The Warrior's Curse, Page 2Jennifer A. Nielsen
The page bowed low and said, “A message has come for the king.”
Gerald took the note and passed it to me. I opened it, then gave it to Harlyn. While she read it, I said to Gerald, “Have someone prepare my horse and a pack for several days of travel. I’m leaving now.”
“You’ve just arrived.”
“Then I’m most of the way ready.”
“You’ll need an escort, the cavalry—”
I nearly choked on his suggestion, then pointed toward the stables. “That cavalry? I don’t need their help.”
Harlyn returned the note to me, adding, “I’ll go with you.”
I nodded back at her, but Gerald asked, “What is the note?”
“Captain Tenger has finally located Basil, but he needs our help to rescue him from Lord Endrick.”
“They’ve had him for a month,” Gerald said. “No doubt by now he has told Lord Endrick where he has hidden the Olden Blade. You must stay and secure your place here.”
“If Endrick finds that blade, I have no place here. None of us do.” I practically pushed him through my open door, saying, “Prepare my horse. Harlyn and I will leave at once.”

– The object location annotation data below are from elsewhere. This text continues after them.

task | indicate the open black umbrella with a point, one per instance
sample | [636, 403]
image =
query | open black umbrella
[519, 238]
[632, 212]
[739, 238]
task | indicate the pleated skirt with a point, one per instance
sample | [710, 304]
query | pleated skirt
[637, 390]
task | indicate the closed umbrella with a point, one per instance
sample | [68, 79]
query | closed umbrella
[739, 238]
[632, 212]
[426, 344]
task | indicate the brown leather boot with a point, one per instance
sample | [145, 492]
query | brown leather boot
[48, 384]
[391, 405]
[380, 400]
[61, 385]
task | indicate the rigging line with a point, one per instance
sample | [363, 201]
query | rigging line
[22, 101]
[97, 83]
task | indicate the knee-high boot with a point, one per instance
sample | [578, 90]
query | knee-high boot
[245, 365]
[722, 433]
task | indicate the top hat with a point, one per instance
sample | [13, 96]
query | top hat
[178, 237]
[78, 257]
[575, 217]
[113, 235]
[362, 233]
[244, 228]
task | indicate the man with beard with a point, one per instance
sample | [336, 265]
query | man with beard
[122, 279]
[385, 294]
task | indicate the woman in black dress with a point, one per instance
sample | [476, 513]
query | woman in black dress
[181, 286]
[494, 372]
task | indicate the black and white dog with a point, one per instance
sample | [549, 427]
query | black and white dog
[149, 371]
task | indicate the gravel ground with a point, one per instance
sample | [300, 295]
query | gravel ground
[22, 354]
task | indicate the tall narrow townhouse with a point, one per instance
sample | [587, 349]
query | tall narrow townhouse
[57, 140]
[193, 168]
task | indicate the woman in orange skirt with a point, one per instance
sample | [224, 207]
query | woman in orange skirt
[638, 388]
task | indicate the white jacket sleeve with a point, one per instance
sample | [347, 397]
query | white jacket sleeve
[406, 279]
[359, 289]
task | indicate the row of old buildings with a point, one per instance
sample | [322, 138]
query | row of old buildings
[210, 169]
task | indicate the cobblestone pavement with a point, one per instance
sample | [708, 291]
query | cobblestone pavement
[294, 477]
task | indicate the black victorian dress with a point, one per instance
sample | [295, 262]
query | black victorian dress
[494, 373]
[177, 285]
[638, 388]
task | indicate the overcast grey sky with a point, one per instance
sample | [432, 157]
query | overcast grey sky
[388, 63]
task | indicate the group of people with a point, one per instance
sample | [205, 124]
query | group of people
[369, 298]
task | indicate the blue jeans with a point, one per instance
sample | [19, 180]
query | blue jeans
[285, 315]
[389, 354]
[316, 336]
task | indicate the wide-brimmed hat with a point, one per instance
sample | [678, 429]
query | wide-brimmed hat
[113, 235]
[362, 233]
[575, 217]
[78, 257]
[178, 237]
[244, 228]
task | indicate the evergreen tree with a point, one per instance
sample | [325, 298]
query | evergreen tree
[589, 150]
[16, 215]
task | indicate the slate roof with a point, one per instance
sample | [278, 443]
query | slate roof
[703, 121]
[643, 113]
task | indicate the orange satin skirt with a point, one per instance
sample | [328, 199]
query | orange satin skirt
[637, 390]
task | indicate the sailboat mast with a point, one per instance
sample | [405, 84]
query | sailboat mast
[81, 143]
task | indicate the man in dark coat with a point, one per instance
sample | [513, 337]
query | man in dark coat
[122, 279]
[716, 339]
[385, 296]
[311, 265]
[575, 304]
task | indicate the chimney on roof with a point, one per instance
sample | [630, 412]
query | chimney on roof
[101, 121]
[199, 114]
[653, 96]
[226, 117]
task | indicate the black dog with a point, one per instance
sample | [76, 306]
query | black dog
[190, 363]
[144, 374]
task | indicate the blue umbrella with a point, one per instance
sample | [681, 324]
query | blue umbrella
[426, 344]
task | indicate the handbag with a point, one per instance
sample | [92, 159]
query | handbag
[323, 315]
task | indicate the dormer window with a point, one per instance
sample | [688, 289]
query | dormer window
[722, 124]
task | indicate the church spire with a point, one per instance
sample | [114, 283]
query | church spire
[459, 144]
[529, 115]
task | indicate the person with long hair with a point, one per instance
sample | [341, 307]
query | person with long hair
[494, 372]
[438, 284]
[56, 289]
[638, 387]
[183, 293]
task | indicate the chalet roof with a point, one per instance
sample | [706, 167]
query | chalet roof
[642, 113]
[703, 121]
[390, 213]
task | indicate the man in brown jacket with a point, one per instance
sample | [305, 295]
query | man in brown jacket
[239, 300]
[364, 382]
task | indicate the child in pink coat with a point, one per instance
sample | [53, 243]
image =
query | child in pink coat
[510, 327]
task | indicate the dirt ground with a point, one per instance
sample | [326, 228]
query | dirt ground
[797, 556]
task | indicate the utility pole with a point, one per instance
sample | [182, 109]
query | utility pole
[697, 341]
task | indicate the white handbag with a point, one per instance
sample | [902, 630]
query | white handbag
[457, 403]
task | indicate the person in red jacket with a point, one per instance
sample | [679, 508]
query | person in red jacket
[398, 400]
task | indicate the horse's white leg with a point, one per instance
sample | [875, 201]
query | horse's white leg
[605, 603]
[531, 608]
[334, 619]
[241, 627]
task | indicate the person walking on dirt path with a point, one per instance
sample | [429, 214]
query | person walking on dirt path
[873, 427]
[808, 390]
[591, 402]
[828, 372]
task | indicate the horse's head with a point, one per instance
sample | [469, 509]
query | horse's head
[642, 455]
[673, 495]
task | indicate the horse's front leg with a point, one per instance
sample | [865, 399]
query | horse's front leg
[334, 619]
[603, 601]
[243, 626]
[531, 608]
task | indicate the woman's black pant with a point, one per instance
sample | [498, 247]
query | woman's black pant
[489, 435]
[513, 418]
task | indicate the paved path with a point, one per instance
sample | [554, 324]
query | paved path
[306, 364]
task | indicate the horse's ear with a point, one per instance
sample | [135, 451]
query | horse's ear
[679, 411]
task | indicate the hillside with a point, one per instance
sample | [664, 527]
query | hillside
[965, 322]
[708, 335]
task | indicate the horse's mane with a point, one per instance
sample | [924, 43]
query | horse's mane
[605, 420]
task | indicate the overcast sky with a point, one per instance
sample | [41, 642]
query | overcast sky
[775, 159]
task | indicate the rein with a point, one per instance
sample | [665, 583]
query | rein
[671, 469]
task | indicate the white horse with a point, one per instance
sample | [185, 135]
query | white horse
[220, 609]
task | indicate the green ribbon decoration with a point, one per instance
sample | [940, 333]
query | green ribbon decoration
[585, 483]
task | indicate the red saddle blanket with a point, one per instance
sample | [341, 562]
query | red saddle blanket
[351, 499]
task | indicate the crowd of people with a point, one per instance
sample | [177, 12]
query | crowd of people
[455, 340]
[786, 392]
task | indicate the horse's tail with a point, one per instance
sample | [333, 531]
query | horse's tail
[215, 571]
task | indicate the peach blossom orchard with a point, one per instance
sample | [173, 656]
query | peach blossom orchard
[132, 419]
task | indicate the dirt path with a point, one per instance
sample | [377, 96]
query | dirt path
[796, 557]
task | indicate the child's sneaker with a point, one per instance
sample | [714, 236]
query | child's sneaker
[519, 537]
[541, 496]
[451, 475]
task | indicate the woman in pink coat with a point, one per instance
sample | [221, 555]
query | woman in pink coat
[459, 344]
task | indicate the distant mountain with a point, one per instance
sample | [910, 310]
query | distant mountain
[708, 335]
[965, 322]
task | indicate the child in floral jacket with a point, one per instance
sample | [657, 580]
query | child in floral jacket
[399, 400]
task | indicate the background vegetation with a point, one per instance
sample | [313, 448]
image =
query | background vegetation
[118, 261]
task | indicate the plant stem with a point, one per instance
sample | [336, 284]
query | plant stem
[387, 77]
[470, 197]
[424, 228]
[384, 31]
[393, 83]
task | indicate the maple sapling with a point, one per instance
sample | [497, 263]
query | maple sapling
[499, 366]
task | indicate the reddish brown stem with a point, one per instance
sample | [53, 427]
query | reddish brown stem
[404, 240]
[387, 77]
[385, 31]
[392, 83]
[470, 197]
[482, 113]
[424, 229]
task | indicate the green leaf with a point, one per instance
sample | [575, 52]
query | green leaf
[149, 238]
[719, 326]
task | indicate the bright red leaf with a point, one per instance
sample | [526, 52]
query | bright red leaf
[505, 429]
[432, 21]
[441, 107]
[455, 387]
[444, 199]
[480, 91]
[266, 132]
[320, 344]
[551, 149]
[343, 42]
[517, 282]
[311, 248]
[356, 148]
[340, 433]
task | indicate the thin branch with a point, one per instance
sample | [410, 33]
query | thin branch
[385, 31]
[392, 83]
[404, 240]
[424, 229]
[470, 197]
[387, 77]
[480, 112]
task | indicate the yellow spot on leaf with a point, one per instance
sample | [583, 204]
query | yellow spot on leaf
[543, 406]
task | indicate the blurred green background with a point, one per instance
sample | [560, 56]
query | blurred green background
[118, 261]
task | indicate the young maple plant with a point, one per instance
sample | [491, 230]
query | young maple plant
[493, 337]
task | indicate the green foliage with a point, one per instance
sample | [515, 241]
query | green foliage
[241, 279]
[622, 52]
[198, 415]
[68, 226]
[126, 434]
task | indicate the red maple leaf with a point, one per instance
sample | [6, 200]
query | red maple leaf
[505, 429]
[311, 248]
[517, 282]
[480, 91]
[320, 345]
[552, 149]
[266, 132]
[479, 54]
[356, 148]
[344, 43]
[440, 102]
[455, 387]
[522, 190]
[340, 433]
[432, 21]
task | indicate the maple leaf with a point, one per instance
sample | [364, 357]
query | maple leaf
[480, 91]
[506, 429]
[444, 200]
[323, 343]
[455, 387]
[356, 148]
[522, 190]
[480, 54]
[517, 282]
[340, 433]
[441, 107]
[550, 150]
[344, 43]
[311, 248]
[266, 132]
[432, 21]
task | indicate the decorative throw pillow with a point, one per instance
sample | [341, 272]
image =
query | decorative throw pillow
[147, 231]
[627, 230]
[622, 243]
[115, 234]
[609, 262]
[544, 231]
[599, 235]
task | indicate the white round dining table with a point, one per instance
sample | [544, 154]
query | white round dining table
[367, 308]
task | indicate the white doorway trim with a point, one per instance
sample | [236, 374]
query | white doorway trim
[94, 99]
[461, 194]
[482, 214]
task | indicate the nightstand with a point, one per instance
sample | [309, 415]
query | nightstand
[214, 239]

The journey from Nessel up to Highwyn, where Basil was being held, would ordinarily take a week of easy riding, but if the weather cooperated, and if Harlyn and I rode fast and rested the horses midway, I hoped we could get there in half the time.
That was still too long.
We could get there in a day if we used the Rawkyren. I’d hoped to eventually try flying with it, but I hadn’t yet and didn’t even know if it was possible. For now, we’d have to ride.
According to Tenger’s note, Basil had been sent to the same dungeons beneath Woodcourt where Kestra and I had both spent time. We had found an escape by sliding over a steep ledge into a muddy pit littered with rot and debris. A narrow tunnel provided passage outside Woodcourt’s walls, but it was nearly impossible to find. Basil had followed our route, and must have kept himself alive in ways I didn’t want to fathom, but even after a month in the pit, he still could not find the exit. A few days ago, the dungeon guards had realized he hadn’t actually escaped and recaptured him.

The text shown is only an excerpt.